Respecto a otros puntos de interés, no se ha encontrado
un mayor riesgo en el uso de vacunas polivalentes, respecto
de las univalentes. Sin embargo, en la encuesta de Kass y
col. se observa un incremento de la frecuencia según
aumenta el número de vacunaciones recibidas en un mismo
punto, aspecto no refrendado en la encuesta de Hendrick y
col.
Cuadro lesional
En gatos se definen, microscópicamente, al menos tres
lesiones cutáneas observadas en los lugares de vacunación:
la paniculitis nodulosa, los fibrosarcomas, y la paniculitis
con fibrodisplasia (lesión preneoplásica de
transición entre las dos anteriores). En algunas ocasiones,
en las tres semanas siguientes a la vacunación, se
desarrolla la primera de las lesiones, inflamatoria, en el
área de inyección, la cual suele desaparecer
en 1-3 meses; la lesión se caracteriza por un nódulo
subcutáneo blando que aparece al poco tiempo en el
sitio de la vacunación, y que puede estar o no adherida
a la piel; la piel que recubre el nódulo generalmente
es normal aunque puede estar alopécica y presentar
costras. Si la lesión persiste en el tiempo, a veces
se transforma en un fibrosarcoma; el tumor aparece generalmente
durante el primer año tras la vacunación, aunque
se han citado casos hasta de tres años y medio.

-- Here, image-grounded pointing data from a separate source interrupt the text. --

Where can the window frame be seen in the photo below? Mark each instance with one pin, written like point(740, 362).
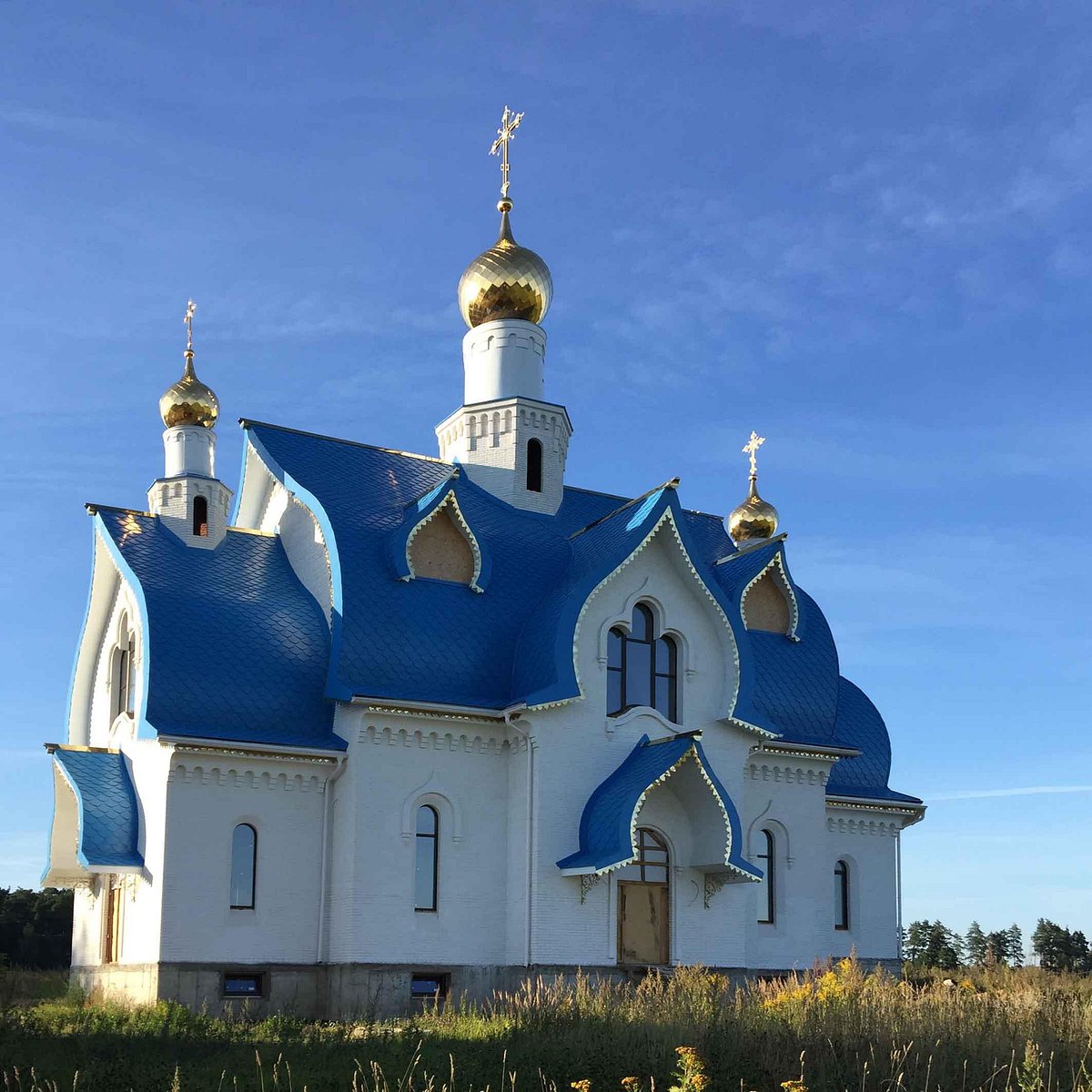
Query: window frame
point(200, 509)
point(653, 643)
point(534, 465)
point(435, 836)
point(842, 918)
point(254, 869)
point(769, 878)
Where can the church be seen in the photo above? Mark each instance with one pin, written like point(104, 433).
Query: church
point(381, 726)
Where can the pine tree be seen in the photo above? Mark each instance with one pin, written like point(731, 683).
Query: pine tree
point(976, 945)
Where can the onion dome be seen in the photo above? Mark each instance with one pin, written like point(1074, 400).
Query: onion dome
point(754, 519)
point(505, 282)
point(189, 401)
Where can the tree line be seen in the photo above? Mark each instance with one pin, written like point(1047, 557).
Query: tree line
point(933, 944)
point(35, 928)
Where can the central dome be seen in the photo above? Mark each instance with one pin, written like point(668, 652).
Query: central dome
point(505, 282)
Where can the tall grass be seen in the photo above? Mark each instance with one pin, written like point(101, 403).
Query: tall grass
point(834, 1029)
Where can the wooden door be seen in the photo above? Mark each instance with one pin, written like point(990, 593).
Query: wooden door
point(112, 936)
point(643, 923)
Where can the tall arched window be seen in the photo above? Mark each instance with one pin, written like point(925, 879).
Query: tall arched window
point(767, 860)
point(244, 866)
point(426, 866)
point(841, 895)
point(534, 465)
point(642, 670)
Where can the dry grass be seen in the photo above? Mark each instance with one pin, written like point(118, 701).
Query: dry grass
point(834, 1029)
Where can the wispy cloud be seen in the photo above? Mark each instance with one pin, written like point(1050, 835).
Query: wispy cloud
point(983, 794)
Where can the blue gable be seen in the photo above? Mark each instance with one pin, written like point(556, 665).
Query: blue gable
point(107, 819)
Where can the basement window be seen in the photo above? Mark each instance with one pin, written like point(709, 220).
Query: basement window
point(427, 987)
point(244, 984)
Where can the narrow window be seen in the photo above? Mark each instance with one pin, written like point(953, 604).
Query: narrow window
point(244, 866)
point(534, 467)
point(841, 895)
point(429, 850)
point(642, 670)
point(767, 863)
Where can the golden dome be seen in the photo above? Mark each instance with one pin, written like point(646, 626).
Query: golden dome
point(753, 519)
point(189, 401)
point(505, 282)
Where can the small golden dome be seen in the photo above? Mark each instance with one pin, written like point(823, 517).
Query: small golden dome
point(753, 519)
point(189, 401)
point(505, 282)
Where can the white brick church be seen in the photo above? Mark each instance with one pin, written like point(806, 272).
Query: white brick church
point(389, 725)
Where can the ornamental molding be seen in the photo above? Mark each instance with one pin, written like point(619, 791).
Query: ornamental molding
point(666, 518)
point(233, 776)
point(449, 505)
point(850, 825)
point(786, 774)
point(490, 745)
point(776, 571)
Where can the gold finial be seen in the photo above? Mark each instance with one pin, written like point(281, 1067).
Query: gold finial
point(509, 123)
point(754, 519)
point(752, 449)
point(190, 308)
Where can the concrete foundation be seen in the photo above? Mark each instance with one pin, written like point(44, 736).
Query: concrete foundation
point(343, 991)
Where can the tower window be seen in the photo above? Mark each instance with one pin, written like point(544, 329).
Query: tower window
point(841, 895)
point(534, 465)
point(767, 860)
point(642, 670)
point(244, 866)
point(427, 858)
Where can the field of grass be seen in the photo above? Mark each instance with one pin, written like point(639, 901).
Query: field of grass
point(834, 1029)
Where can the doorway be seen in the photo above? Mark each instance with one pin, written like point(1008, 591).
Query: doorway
point(644, 901)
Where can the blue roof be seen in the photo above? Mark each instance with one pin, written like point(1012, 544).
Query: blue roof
point(108, 823)
point(236, 647)
point(606, 823)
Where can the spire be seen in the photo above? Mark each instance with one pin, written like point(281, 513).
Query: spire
point(507, 281)
point(189, 401)
point(754, 519)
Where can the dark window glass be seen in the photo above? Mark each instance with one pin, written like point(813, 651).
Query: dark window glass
point(642, 670)
point(244, 866)
point(841, 895)
point(767, 862)
point(425, 866)
point(652, 856)
point(243, 986)
point(534, 467)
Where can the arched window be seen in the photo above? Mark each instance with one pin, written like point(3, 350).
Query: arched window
point(642, 670)
point(429, 857)
point(841, 895)
point(124, 682)
point(767, 860)
point(244, 866)
point(534, 465)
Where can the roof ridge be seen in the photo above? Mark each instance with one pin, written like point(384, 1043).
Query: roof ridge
point(671, 484)
point(247, 421)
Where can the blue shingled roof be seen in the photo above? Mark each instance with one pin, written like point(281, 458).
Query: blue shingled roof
point(605, 824)
point(108, 823)
point(236, 647)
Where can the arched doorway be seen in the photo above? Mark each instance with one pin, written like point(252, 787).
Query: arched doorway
point(644, 901)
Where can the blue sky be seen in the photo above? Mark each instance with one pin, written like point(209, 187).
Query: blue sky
point(861, 229)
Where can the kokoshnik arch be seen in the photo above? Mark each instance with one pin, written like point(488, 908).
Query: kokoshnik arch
point(396, 725)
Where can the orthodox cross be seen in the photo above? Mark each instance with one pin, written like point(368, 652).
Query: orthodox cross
point(506, 134)
point(752, 449)
point(190, 308)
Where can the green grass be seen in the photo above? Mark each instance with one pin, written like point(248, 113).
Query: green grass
point(855, 1032)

El fibrosarcoma inducido por la vacunación tiene unas
características peculiares:
* Las metástasis
son infrecuentes, localizándose en su caso principalmente
en pulmones aunque también pueden encontrarse por ejemplo
a nivel hepático.
* Sin embargo, las recidivas son muy frecuentes: 86% a los
seis meses de la resección quirúrgica; además
en un 22% de los casos las recidivas son múltiples,
entre 2 y 4 veces.
* Finalmente, es un tumor agresivo, de rápido crecimiento
y altamente invasivo.
Tratamiento
El hecho de las frecuentes recidivas aconseja que la resección
del tumor asegure amplios márgenes, ya que microscópicamente
se extiende mucho más allá de la masa palpable.
Para mejorar el índice de éxitos LaRue y Kitchell
(1997) recomiendan administrar radioterapia antes de la resección
quirúrgica; además cuando, tras la resección,
el estudio histopatológico revela que los márgenes
de la misma pueden ser insuficientes, se administran nuevas
dosis de radioterapia. Incluso, para prevenir la aparición
de metástasis, estos autores recomiendan la administración
simultánea de quimioterapia.
Implicaciones y actuaciones futuras
No cabe duda que el riesgo de que un animal no vacunado adquiera
la leucemia felina es muy superior al que tiene un gato vacunado
de sufrir de un fibrosarcoma en el punto de la inyección,
por lo que si bien es necesario conocer la existencia de una
relación entre la aparición del tumor en el
lugar de vacunación y la aplicación de la vacuna,
no existe ninguna duda sobre el hecho de que se debe seguir
vacunando a los gatos cuando sea necesario.
El establecimiento de la relación vacunación-fibrosarcoma
ha hecho que se propongan una serie de medidas encaminadas
a conocer realmente qué relación existe y, a
la vez, disminuir la incidencia de este tumor (tabla). Para
ello se ha creado en EE.UU. la Vaccine-Associated Feline Sarcoma
Task Force, coalición de organizaciones veterinarias
que pretende definir la causa exacta, la verdadera importancia
del problema, y el tratamiento más efectivo; estos
objetivos tardarán al menos un lustro en ser conseguidos.
Finalmente, aunque sería deseable
realizar un estudio de prospección para establecer
qué relación existe, en la práctica no
es posible, ya que por ejemplo sólo en EE.UU. existen
71 vacunas autorizadas para felinos; según esto, se
tendrían que vacunar 71.000 gatos (1.000 por vacuna)
y esperar alrededor de tres años para ver si un solo
gato (por tipo de vacuna) presenta el fibrosarcoma.